Jennifer Capriati, the troubled tennis phenom whose career began as a fairy tale at 13 and derailed in despair at 17, plans to return to competition next month in Zurich at the European Indoors, a $750,000 event played in the 4,000-seat Sallsporthalle.
Capriati said she intends to implement the second phase in her comeback the following week in Filderstadt, Germany, at the Porsche Grand Prix. Depending on her spirits and results, she will then determine her future schedule.
“It may seem like a sudden decision to some people, but I’ve wanted to play again for some time, and I’ve thought it out and I figure, why not, that mentally I’m ready to play,” Capriati said Tuesday from the home her family recently rented in Rancho Mirage, Calif.
Capriati’s request for a wild card into both WTA events was readily accepted by the organizers.
“It’s going to be different this time around; I’m not going to put a lot of pressure on myself,” said Capriati, whose spectacular rise-from an unranked junior in 1989 to the youngest player ever to own a top 10 ranking as a 14-year-old in 1990-was accompanied by inevitable expectations from her entourage, her sponsors and herself.
“I just want to play again, have fun, and see how it goes,” said Capriati, who seemed to have less and less fun the more successful she became.
She ended 1993 ranked No. 9 in the world despite missing the final three months of the tour, but she has not played since her first-round defeat in the U.S. Open just over a year ago. In that loss, she pointed to a painful combination of bone chips in her right arm and the discouraging disappearance of her motivation.
Moreover, the first-round loss represented her poorest showing in four years of Grand Slam competition and was a harbinger of a nine-month slide during which she not only swore off tennis but received a citation for shoplifting at a suburban Tampa mall in December. She moved into her own apartment and then moved home again to concentrate on completing her senior year of high school.
But shortly after turning 18 last March, Capriati left school, left home again and moved in with a female friend who attends college in Boca Raton. Her downswing culminated on May 16 with her arrest at a seedy motel in Coral Gables, Fla., where she was charged with marijuana possession. Two other teenagers who had been at a party in her motel room were arrested on felony drug charges.
Her arrest prompted Capriati to enter a substance-abuse clinic in Miami, where she remained for 23 days before going home to Wesley Chapel, Fla. She then agreed to cooperate with a Dade County court-monitored drug counseling program, The Advocate, allowing her to avoid a court appearance and have the charges against her dropped upon satisfactory completion of the course.
While Capriati appeared to have solved her legal problems, she was treated with less sympathy by the various corporate sponsors who provided her with a $5 million yearly portfolio when she was 14, happily ranked No. 8 in the world, and infinitely marketable. During her hiatus from tennis, all of her sponsors ended their affiliation with her, and officials at Prince, her longtime racquet sponsor, indicated that any future contracts with Capriati would likely specify a code of acceptable behavior.
In what was very much a move designed to allow the entire family to “start over,” according to Capriati’s mother, Denise, the family left Jennifer’s training ground at the Saddlebrook Resort for Rancho Mirage, Calif. at the end of August.
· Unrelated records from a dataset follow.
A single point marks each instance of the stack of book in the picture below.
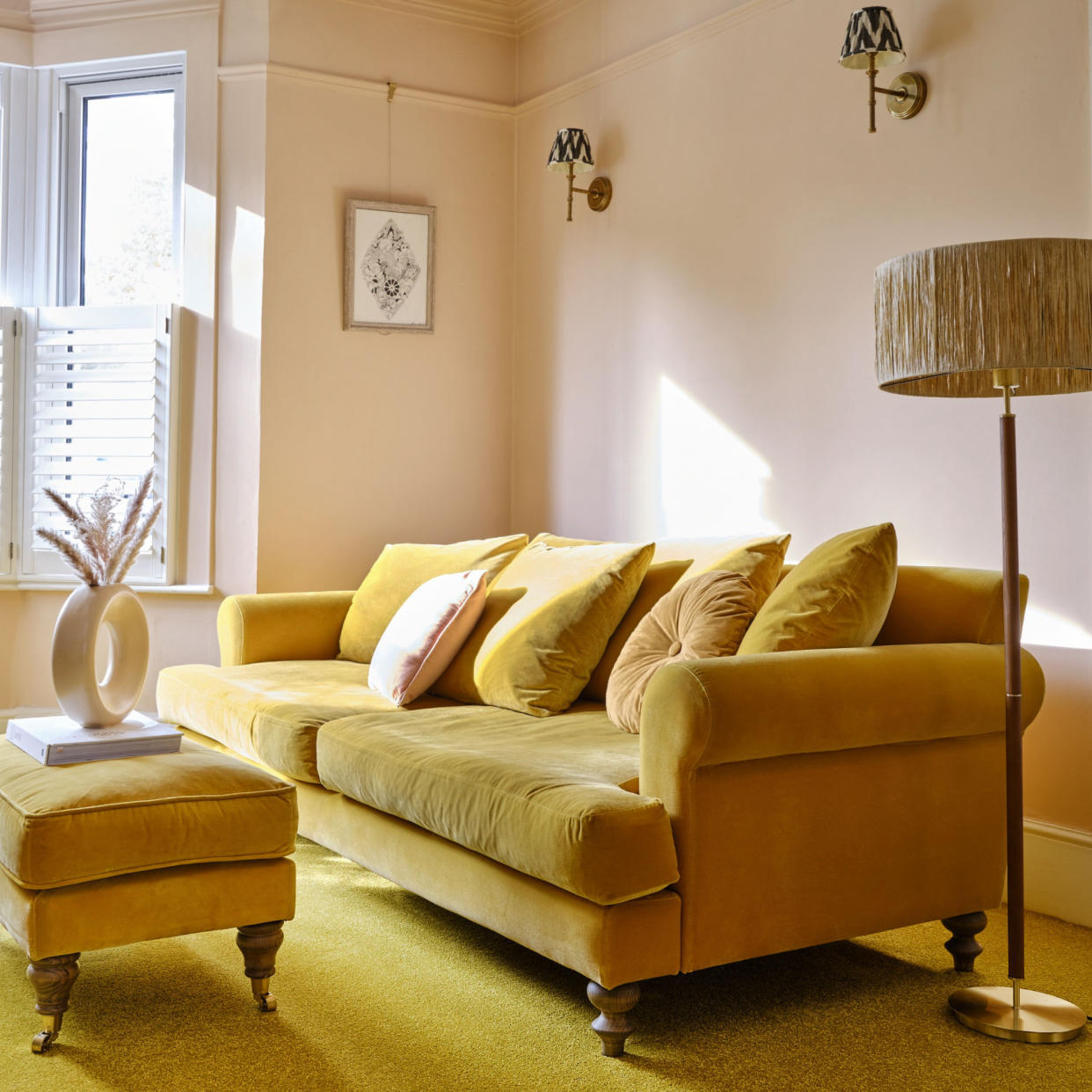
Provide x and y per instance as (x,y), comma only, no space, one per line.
(55,740)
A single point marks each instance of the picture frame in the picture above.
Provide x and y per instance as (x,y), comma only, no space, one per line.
(389,266)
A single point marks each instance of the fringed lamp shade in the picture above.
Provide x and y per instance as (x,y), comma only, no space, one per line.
(946,318)
(571,147)
(871,31)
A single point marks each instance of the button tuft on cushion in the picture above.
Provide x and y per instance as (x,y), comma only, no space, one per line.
(708,614)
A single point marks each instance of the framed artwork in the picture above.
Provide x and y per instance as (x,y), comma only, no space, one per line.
(389,266)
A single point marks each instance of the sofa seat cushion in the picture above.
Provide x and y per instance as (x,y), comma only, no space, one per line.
(66,825)
(270,712)
(542,797)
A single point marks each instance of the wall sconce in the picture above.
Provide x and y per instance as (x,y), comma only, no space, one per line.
(572,153)
(872,41)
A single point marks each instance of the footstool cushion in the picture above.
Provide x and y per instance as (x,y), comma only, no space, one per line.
(87,821)
(102,854)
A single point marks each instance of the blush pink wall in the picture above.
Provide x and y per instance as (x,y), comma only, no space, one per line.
(368,437)
(700,355)
(698,358)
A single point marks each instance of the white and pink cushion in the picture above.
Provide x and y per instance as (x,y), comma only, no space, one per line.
(425,633)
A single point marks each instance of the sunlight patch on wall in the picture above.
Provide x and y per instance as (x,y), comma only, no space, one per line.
(199,265)
(711,482)
(1044,627)
(248,253)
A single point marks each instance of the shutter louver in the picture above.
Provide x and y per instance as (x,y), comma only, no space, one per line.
(98,382)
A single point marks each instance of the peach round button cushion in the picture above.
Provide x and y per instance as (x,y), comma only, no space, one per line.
(703,617)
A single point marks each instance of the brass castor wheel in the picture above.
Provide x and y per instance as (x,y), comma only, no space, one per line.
(41,1042)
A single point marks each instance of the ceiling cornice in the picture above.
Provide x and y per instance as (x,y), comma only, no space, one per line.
(496,17)
(64,14)
(509,18)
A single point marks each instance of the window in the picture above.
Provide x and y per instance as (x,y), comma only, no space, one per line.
(95,411)
(86,387)
(7,407)
(123,181)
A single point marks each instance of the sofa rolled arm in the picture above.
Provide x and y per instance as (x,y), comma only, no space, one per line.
(734,709)
(280,626)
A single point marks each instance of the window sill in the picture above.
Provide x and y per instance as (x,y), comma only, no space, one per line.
(195,591)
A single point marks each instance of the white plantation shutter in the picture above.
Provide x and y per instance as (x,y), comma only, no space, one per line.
(8,346)
(96,410)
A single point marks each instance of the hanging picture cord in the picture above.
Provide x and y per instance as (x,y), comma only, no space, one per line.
(391,87)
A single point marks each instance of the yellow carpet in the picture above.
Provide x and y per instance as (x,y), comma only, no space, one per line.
(380,991)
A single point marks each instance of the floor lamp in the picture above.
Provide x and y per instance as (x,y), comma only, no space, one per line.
(1011,317)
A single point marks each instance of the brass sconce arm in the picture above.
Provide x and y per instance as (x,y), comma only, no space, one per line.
(599,193)
(908,93)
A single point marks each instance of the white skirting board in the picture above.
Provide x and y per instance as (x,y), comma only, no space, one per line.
(1059,871)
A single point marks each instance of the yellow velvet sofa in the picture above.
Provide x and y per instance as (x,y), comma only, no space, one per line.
(771,802)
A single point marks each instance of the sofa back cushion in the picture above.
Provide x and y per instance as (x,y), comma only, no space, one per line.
(675,560)
(946,605)
(546,622)
(404,567)
(835,597)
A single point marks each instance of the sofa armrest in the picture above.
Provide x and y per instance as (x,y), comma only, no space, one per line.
(828,794)
(280,626)
(734,709)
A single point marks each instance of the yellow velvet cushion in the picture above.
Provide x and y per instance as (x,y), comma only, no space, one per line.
(542,797)
(73,824)
(677,559)
(400,570)
(697,619)
(270,712)
(546,622)
(836,597)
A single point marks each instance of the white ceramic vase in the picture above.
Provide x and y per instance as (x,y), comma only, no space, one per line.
(89,615)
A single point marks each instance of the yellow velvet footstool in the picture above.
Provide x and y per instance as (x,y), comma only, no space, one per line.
(99,854)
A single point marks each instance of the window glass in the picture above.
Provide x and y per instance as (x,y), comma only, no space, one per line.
(127,202)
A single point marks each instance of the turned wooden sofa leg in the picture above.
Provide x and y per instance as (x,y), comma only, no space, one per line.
(51,979)
(613,1024)
(965,949)
(258,944)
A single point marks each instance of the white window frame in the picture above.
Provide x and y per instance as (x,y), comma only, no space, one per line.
(9,365)
(76,91)
(36,115)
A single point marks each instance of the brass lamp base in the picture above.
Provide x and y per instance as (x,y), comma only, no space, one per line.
(906,106)
(1040,1019)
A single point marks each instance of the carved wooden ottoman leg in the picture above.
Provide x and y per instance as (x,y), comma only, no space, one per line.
(962,944)
(51,979)
(612,1024)
(258,944)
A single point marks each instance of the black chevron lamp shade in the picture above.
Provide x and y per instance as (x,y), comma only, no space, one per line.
(871,31)
(571,147)
(872,41)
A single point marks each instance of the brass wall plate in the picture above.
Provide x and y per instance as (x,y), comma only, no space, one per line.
(915,87)
(600,193)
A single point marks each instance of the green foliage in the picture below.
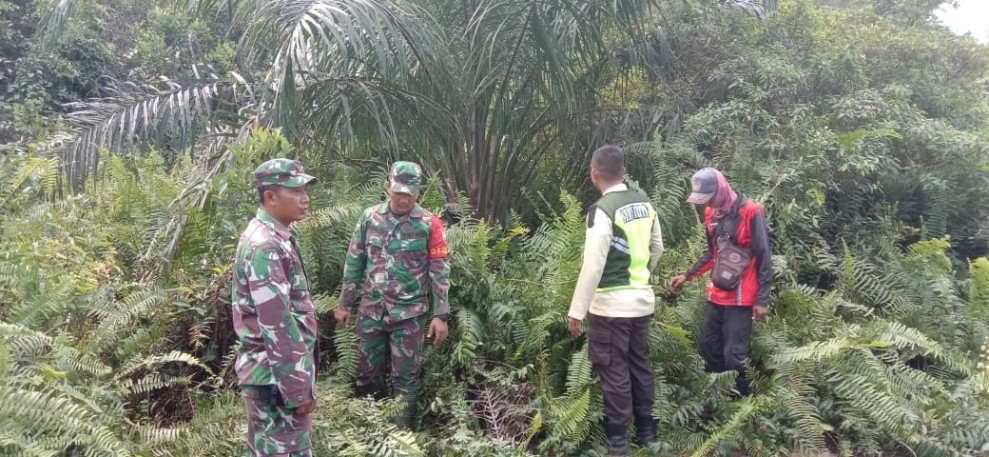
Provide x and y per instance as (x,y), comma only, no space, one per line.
(859,126)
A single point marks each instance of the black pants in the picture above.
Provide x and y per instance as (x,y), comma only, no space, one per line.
(619,353)
(725,340)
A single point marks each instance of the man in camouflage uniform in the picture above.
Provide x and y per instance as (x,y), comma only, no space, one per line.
(397,252)
(274,318)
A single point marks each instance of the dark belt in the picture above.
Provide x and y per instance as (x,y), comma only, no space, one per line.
(267,394)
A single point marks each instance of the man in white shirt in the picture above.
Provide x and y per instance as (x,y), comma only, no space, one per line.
(622,246)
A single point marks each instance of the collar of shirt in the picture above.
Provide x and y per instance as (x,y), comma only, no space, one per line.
(280,229)
(616,188)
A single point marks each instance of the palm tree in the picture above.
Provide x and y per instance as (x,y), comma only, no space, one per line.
(479,90)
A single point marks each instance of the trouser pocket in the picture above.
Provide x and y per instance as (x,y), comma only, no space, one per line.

Since then, Capriati has resumed practicing at a local club and her father, Stefano, with whom she had a tempestuous relationship while he was her coach, has reappeared at courtside as an adviser and procurer of hitting partners. Capriati said she isn’t interested in hiring a coach until she sees whether this comeback inspires her to want to compete again on a full-time basis.
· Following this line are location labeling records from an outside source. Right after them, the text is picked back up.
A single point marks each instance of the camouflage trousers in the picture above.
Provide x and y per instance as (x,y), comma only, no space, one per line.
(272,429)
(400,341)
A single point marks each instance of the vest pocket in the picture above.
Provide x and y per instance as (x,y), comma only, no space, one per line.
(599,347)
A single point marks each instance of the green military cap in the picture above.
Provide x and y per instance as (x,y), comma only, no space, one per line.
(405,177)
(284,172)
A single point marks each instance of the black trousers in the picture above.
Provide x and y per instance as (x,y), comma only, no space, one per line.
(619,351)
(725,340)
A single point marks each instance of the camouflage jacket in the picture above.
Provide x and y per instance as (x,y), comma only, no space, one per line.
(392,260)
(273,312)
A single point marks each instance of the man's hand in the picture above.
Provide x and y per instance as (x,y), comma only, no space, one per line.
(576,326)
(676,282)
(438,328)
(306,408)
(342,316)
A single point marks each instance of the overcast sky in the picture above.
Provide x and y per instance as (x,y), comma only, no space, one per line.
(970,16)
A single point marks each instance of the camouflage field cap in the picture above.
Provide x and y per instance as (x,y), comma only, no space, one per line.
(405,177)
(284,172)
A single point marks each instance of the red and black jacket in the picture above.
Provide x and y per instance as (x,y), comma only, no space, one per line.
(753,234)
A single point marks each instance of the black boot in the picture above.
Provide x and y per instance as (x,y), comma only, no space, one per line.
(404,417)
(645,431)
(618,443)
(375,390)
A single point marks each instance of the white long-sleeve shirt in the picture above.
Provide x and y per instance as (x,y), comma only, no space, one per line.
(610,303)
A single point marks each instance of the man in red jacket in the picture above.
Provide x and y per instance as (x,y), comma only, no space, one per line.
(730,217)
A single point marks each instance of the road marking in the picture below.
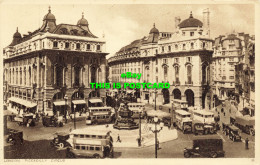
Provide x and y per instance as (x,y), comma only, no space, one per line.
(221,137)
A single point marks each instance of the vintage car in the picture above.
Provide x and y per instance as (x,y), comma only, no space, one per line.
(60,140)
(51,121)
(26,120)
(15,137)
(204,147)
(233,133)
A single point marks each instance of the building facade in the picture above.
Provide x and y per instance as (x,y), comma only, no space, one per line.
(180,58)
(50,70)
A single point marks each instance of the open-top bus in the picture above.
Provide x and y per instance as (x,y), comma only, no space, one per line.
(90,143)
(183,121)
(98,115)
(180,104)
(136,108)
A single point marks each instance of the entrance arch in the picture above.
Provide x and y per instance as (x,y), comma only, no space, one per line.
(176,94)
(166,95)
(189,97)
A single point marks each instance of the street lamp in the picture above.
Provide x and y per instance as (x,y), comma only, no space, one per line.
(155,92)
(74,116)
(155,131)
(140,133)
(65,113)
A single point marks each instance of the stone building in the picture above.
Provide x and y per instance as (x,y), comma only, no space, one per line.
(180,58)
(50,70)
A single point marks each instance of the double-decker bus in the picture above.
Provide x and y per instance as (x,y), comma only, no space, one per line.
(180,104)
(207,119)
(183,121)
(90,143)
(136,108)
(99,115)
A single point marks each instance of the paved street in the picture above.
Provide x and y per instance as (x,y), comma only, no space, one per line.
(37,141)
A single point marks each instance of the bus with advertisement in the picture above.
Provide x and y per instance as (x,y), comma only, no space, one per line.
(207,119)
(180,104)
(183,121)
(90,143)
(137,108)
(99,115)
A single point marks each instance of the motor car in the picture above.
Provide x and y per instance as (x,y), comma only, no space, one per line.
(60,140)
(204,147)
(15,137)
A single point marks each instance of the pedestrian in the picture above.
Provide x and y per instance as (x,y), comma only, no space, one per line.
(118,138)
(246,144)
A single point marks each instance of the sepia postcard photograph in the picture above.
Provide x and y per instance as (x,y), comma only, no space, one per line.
(90,80)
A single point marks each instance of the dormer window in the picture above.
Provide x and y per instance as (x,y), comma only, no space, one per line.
(55,44)
(98,47)
(78,46)
(88,46)
(67,45)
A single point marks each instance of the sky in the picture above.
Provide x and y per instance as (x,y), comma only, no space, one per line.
(123,23)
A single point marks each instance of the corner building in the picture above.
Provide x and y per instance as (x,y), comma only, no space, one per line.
(52,62)
(181,58)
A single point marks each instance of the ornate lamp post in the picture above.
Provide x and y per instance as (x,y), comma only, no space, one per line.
(155,93)
(65,113)
(155,131)
(75,116)
(140,133)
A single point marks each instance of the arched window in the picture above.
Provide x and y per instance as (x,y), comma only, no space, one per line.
(189,74)
(24,76)
(59,76)
(177,80)
(77,76)
(165,72)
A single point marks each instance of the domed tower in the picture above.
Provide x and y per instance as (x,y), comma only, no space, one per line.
(191,26)
(49,22)
(153,35)
(16,38)
(83,23)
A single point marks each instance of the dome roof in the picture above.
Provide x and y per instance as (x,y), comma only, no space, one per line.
(82,21)
(154,29)
(17,34)
(190,22)
(49,16)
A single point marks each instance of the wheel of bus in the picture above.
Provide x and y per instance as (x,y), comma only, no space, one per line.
(187,154)
(61,145)
(97,156)
(213,154)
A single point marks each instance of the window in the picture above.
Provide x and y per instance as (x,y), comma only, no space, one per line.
(88,46)
(188,59)
(67,45)
(192,45)
(176,47)
(98,47)
(55,44)
(78,46)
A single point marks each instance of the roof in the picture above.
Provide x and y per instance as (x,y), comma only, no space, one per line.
(190,22)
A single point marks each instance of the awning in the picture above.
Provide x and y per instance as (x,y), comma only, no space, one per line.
(26,103)
(95,100)
(59,103)
(78,101)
Capriati described 1992 as “a waste” with the exception of the Olympic gold medal she won at Barcelona, and last year she won her first circuit stop at Sydney, Australia in January. But she was halted in the quarterfinals of the Australian and French Opens and Wimbledon, a mirror-image of her 1992 performance at those slams. Before the opening-round loss at the U.S. Open, Capriati had reached the final of the Canadian Open, her best result since she earned her sixth career title at Sydney.
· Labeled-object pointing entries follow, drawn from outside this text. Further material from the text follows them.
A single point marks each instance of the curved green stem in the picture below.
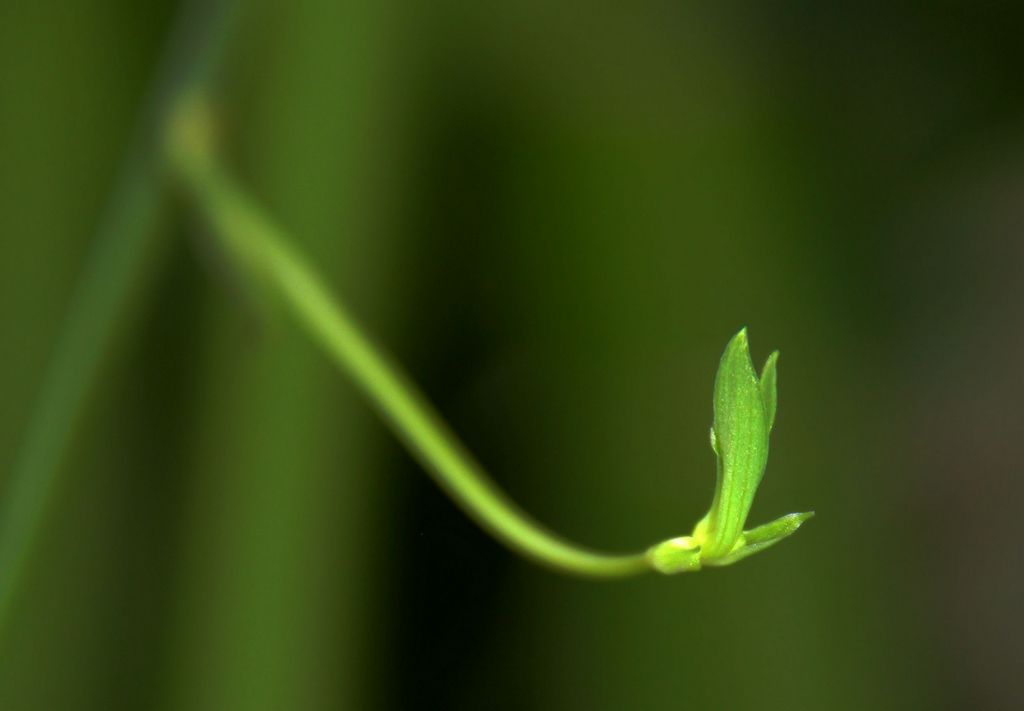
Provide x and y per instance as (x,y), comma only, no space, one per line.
(259,246)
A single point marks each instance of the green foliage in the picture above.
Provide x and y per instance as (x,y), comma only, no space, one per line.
(744,414)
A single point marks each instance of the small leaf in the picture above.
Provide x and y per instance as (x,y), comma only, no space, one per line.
(758,539)
(769,388)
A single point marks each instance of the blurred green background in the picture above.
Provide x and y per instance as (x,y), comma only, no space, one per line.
(555,215)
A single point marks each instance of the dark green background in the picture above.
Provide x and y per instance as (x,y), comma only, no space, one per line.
(555,215)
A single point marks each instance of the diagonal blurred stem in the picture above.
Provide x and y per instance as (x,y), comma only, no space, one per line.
(118,264)
(257,245)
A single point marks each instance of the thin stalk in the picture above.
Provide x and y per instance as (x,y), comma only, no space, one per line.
(252,240)
(118,264)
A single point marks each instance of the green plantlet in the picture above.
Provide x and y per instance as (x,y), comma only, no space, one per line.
(744,414)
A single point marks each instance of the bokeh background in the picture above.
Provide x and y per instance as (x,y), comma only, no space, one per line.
(554,214)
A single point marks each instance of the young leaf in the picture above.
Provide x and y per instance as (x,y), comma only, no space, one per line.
(758,539)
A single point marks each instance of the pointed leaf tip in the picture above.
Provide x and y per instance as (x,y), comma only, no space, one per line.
(769,388)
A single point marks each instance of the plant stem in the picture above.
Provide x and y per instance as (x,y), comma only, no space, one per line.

At the 1990 French Open, Capriati became at 14 the youngest semifinalist in Grand Slam history, and in 1991 she was Wimbledon’s youngest semifinalist. But her problems since her debut are largely responsible for the recent Women’s Tennis Council decision to prohibit 14-year-olds from playing on the WTA Tour as of 1996.
According to Capriati’s agent at the International Management Group, Barbara Perry, the decision to return to the circuit next month comes from the player herself.
“It was her idea,” said Perry. “She wants to play again, and she seems to want to play soon.”